Santen’s DE-122 (Carotuximab) for Endoglin Suppression in Neovascular AMD: Phase I Results

Nitish Mehta, MD
Ophthalmology Resident
New York University

Yasha Modi, MD
Assistant Professor of Ophthalmology
New York University

Yesterday we reported on the favorable Phase II results from Genentech’s BOULEVARD study, where investigators randomized patients to ranibizumab or RG7716 for diabetic macular edema. RG7716 is Genentech’s bispecific molecule that suppresses both VEGF-A and Ang-2. This was presented at the 15th Angiognesis meeting in Miami earlier this month. At the Angiogenesis meeting, Santen also presented data for their new investigational molecule for neovascular AMD: DE-122.


DE-122 (Carotuximab)

Santen, a Japanese pharmaceutical, released interesting results from a Phase I/II study on the intravitreal use of DE-122 in refractory neovascular AMD. DE-122 is an ophthalmic formulation of the anti-endoglin antibody, carotuximab, which was originally developed by TRACON Pharmaceuticals for use in various solid cancers.

Endoglin: The New Target

Endoglin has been shown to be expressed widely in the vasculature of neoplasms, increases in expression after anti-VEGF therapy, and has been implicated in resistance to anti-VEGF therapy. In animal retinopathy models, anti-endoglin therapy has been shown to inhibit retinal neovascularization. Thus, it is suggested that targeting this pathway may be advantageous in patients with neovascular AMD.

Wet AMD 6

Phase I/II Neovascular AMD Results

Santen reported no serious adverse events and a mean decrease in central retinal subfield thickness in a three-month, open-label, dose-escalation Phase I/II study of a single intravitreal injection of DE-122 at four dose levels in 12 subjects (n=3 per dose) with neovascular AMD refractory to VEGF inhibition.

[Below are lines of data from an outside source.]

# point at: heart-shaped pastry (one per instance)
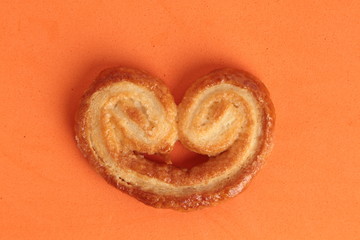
(126, 114)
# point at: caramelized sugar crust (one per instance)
(226, 115)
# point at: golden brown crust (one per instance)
(166, 185)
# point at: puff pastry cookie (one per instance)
(127, 113)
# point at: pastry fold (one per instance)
(127, 114)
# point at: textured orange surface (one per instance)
(306, 52)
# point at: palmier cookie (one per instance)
(127, 114)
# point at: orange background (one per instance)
(306, 52)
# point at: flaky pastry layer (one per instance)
(226, 115)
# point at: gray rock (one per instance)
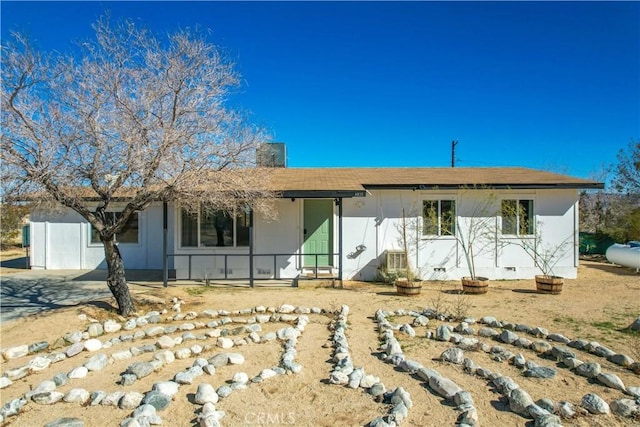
(95, 330)
(130, 400)
(97, 362)
(443, 333)
(38, 347)
(339, 378)
(188, 376)
(224, 391)
(508, 337)
(625, 407)
(96, 397)
(378, 389)
(77, 373)
(536, 411)
(401, 395)
(407, 329)
(5, 382)
(505, 385)
(12, 407)
(621, 360)
(463, 399)
(547, 404)
(539, 332)
(488, 332)
(611, 380)
(519, 401)
(127, 379)
(140, 369)
(548, 420)
(65, 422)
(444, 387)
(77, 395)
(589, 370)
(452, 355)
(558, 338)
(398, 412)
(206, 393)
(595, 404)
(561, 353)
(156, 399)
(410, 366)
(566, 410)
(571, 362)
(355, 378)
(168, 388)
(74, 349)
(540, 372)
(47, 397)
(112, 399)
(541, 347)
(603, 351)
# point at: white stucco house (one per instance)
(341, 223)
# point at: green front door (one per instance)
(318, 232)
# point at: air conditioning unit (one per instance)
(395, 261)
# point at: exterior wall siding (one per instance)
(370, 227)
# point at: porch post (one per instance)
(165, 261)
(340, 239)
(251, 247)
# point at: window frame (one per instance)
(531, 227)
(237, 243)
(138, 241)
(440, 234)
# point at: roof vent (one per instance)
(272, 155)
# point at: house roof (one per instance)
(305, 182)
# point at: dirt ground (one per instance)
(598, 306)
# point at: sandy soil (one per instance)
(597, 306)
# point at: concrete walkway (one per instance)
(35, 291)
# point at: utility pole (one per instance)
(453, 153)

Santen is escalating to a Phase 2A trial evaluating a combination of DE-122 with ranibizumab compared to ranibizumab monotherapy for the treatment of neovascular AMD.

We look forward to further data in the near future. The bar is set quite high with anti-VEGF monotherapy, but we hope that incorporating other targets will further improve outcomes and decrease treatment burden for our patients.


Liu Y, et al. Modulation of circulating protein biomarkers following TRC105 (anti-endoglin antibody) treatment in patients with advanced cancer. Cancer Med 2014 Jun; 3(3): 580–591.

Barnett JM, et al. Endoglin Promotes Angiogenesis in Cell- and Animal-Based Models of Retinal Neovascularization. Invest Ophthalmol Vis Sci 2014 Oct; 55(10): 6490–6498.